Treatment pathway summary

StepOption
1Behavioural techniques + pelvic floor
2Topical anaesthetic cream
3Dapoxetine on demand
4Daily SSRI if comorbid anxiety/depression
5Psychosexual therapy
6Combined ED treatment if needed

Most men see meaningful improvement within 2 to 3 months of consistent treatment — not overnight.

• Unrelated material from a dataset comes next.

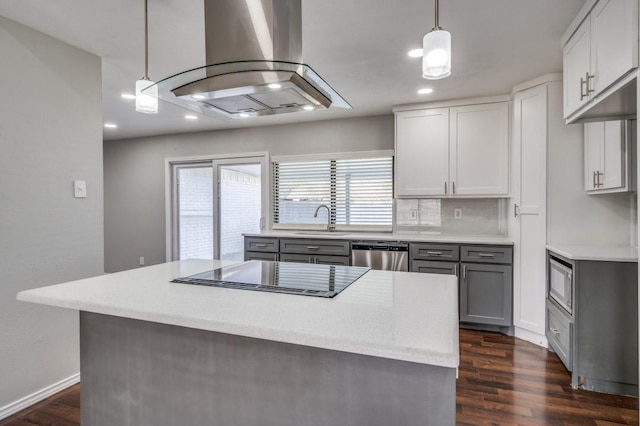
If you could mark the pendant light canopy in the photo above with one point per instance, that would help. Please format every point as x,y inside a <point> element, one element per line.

Premature ejaculation is normal-to-common, not shameful, and highly manageable with the right combination of techniques and medical support. Asking a GP is the practical first step.

Common questions

What is considered premature ejaculation?
Ejaculation that always or nearly always occurs before or within about 1 minute of vaginal penetration (or before desired during other sexual activity), with inability to delay, causing distress. Definitions vary — what matters is whether timing bothers you or your partner and persists over time.
What causes premature ejaculation?
Lifelong PE — often heightened penile sensitivity, genetic factors, or learned patterns from early rushed masturbation. Acquired PE — prostate disease, thyroid problems, erectile dysfunction (rushing before losing erection), relationship stress, anxiety, or stopping SSRIs. Most lifelong PE has no serious underlying disease.
Does Viagra help with premature ejaculation?
Sildenafil and tadalafil treat erectile dysfunction, not PE directly — but if you rush because of ED, treating erections may indirectly improve control. Some men find PDE5 inhibitors allow a second erection after first ejaculation, extending sexual activity. PE-specific treatments are usually needed alongside.
What is Priligy (dapoxetine)?
Dapoxetine is a short-acting SSRI taken 1 to 3 hours before sex — delays ejaculation by several minutes in trials. Available on NHS prescription and privately. Side effects include nausea, dizziness, and headache. Not for men with heart rhythm problems or on certain antidepressants.
Do desensitising creams work for PE?
Topical anaesthetic creams (lidocaine/prilocaine — EMLA, Fortacin, Stud 100) reduce penile sensitivity when applied before sex and washed off before penetration to avoid partner numbness. Effective for many men with lifelong PE — available from pharmacy or prescription.
Can pelvic floor exercises help premature ejaculation?
Yes — strengthening pelvic floor muscles (Kegels) and learning to relax them deliberately can improve ejaculatory control. Biofeedback and physiotherapy help some men. Also used for ED and post-prostate surgery.
Is premature ejaculation permanent?
No — most men improve with treatment. Lifelong PE may need ongoing techniques or occasional medicine use; acquired PE often resolves when underlying cause (stress, ED, prostate issues) is treated.
Can antidepressants treat premature ejaculation?
Daily SSRIs (paroxetine, sertraline, fluoxetine) delay ejaculation as a side effect — used off-label when dapoxetine is unsuitable. Must be prescribed and monitored — not the same as on-demand dapoxetine. Stopping daily SSRIs can cause PE to return.
How can I last longer during sex?
Behavioural techniques — stop-start (pausing stimulation before climax) and squeeze technique (firm pressure at penile base). Topical anaesthetic creams reduce sensitivity. Dapoxetine taken before sex. Address anxiety and relationship stress — psychosexual therapy helps. Regular practice of techniques improves control over weeks.
What is the average time before ejaculation?
Studies suggest median intravaginal ejaculatory latency is roughly 5 to 6 minutes — wide normal variation. PE is defined by distress and persistently short timing (often under 1 minute), not comparison to averages. Focus on whether it bothers you, not arbitrary timers.